The bailiff is reported to have returned to visit the resident last week and told her that if she did not pay £75 he would come back and change the locks on her house. This is not only a clear example of harrassment, it is also an attempt to extract money with menaces as bailiffs do not have the power to change the locks on a residential property over an unpaid debt, and asserting such a course of action is a clear offence. A fraud is being perpetrated against this resident, a mother of four with limited means. She is just one in over a million.
As is standard practice in such cases, which all too infrequently get press attention in this way, a Caerphilly Council spokesman said:
We are unable to comment on individual cases, but the council makes every effort to assist residents who are in arrears before taking further action.
You will note that despite Caerphilly being wholly responsible for the behaviour and actions of their agents and representatives, the council has not addressed the illegality of the bailiff’s effort to charge fees above the legal amount or taken any steps to address the harrassment and intimidation by the bailiffs they engaged.

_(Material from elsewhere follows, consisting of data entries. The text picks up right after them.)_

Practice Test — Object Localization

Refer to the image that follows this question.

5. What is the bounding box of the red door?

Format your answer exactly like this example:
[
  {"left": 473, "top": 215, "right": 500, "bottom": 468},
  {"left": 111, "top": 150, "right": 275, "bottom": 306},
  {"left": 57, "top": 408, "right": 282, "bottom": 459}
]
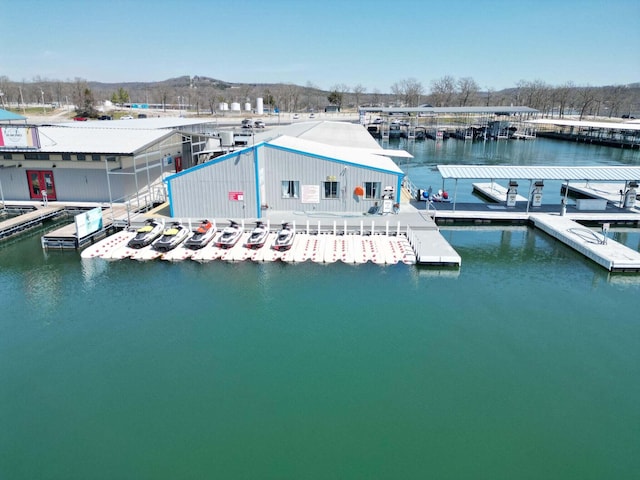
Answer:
[{"left": 27, "top": 170, "right": 56, "bottom": 200}]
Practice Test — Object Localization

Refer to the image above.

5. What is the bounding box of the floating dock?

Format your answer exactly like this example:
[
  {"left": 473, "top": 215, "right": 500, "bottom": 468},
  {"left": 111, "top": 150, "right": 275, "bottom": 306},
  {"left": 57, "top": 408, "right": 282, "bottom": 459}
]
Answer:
[
  {"left": 473, "top": 182, "right": 527, "bottom": 203},
  {"left": 81, "top": 231, "right": 422, "bottom": 265},
  {"left": 531, "top": 214, "right": 640, "bottom": 272},
  {"left": 0, "top": 206, "right": 65, "bottom": 239}
]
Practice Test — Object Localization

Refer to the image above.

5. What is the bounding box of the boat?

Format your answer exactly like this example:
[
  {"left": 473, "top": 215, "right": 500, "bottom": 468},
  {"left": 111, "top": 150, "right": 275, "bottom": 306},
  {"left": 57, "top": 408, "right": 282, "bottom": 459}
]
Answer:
[
  {"left": 273, "top": 222, "right": 295, "bottom": 252},
  {"left": 153, "top": 222, "right": 189, "bottom": 252},
  {"left": 245, "top": 221, "right": 269, "bottom": 249},
  {"left": 429, "top": 190, "right": 451, "bottom": 202},
  {"left": 184, "top": 220, "right": 216, "bottom": 250},
  {"left": 127, "top": 219, "right": 164, "bottom": 248},
  {"left": 216, "top": 220, "right": 242, "bottom": 248}
]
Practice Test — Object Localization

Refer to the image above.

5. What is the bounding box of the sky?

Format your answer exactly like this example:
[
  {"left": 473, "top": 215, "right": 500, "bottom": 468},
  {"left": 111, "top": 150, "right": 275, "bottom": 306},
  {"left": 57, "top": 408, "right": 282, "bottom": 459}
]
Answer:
[{"left": 0, "top": 0, "right": 640, "bottom": 93}]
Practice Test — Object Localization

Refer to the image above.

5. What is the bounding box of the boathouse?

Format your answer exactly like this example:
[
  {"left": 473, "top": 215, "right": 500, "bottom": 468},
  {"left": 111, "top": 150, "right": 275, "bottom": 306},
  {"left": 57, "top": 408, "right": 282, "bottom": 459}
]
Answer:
[
  {"left": 166, "top": 122, "right": 410, "bottom": 218},
  {"left": 0, "top": 118, "right": 219, "bottom": 204}
]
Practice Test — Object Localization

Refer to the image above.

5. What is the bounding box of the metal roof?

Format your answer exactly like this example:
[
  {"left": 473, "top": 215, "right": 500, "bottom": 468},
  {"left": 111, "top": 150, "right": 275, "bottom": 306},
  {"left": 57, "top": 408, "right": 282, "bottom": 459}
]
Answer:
[
  {"left": 254, "top": 120, "right": 381, "bottom": 149},
  {"left": 437, "top": 165, "right": 640, "bottom": 181},
  {"left": 38, "top": 122, "right": 175, "bottom": 154},
  {"left": 360, "top": 105, "right": 539, "bottom": 115},
  {"left": 267, "top": 135, "right": 403, "bottom": 174},
  {"left": 526, "top": 118, "right": 640, "bottom": 132},
  {"left": 56, "top": 117, "right": 216, "bottom": 130}
]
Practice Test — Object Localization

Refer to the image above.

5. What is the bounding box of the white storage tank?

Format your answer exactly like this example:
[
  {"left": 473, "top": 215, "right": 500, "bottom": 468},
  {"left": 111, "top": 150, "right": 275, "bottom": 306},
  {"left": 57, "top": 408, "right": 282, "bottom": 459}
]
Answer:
[{"left": 220, "top": 130, "right": 233, "bottom": 147}]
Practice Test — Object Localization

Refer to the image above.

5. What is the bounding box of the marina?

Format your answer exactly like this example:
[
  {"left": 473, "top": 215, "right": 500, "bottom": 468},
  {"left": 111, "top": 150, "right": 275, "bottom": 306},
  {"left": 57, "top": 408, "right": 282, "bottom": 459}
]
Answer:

The police’s readiness to investigate and take action against Serco, which is alleged to have committed crime through fraudulent overcharging for services and charging for services not undertaken, contrasts dramatically with the refusal of the police to investigate and take action against bailiffs who are alleged to have committed crime through fraudulent overcharging for services and charging for services not undertaken.
The double standard is clear. The people of this country are being denied the protection of the law when the state and its agents break the law to suit their own interests, yet when the state feels it has been wronged its full arsenal is brought to bear on the alleged offender, be that a rich company being greedy or hundreds upon hundreds of thousands of ordinary people who struggle to pay the ever increasing sums demanded by government to service its activities.
And new methods of gouging money from the public are being developed all the time. A report in the Telegraph explains how over 1 million drivers in the last year have had traffic enforcement charges (mainly parking infringments) put into the hands of bailiffs, with the AA observing that even when mistakes are made, councils seem to readily wash their hands of drivers trapped in a cycle of threats from debt collectors and bailiffs:
The bailiff process is virtually unstoppable, even for the innocent and getting someone to listen is virtually impossible.
The fact that bailiffs are now swanning around like bounty hunters in vehicles with ANPR cameras to find vehicles with outstanding warrants is sinister.
The story also includes a reference to evidence given earlier this year by the London Motorists’ Action Group to the Transport Select Committee that bailiffs “frequently and fraudulently demand fees which are far in excess of the permitted statutory level.”
Barrie Segal, who runs the AppealNow website also said for the Telegraph piece that, “It’s a bit like the wild west, but there are no good guys out there to look after motorist”. And this is the point, the double standard reinforced, the police – the supposed good guys – are refusing to do their sworn duty turning a blind eye to fraud committed on behalf of the state, while always going after anyone who is alleged to have committed fraud against the state.
How is this not a war being waged on the people of this country by those who are supposed to serve us?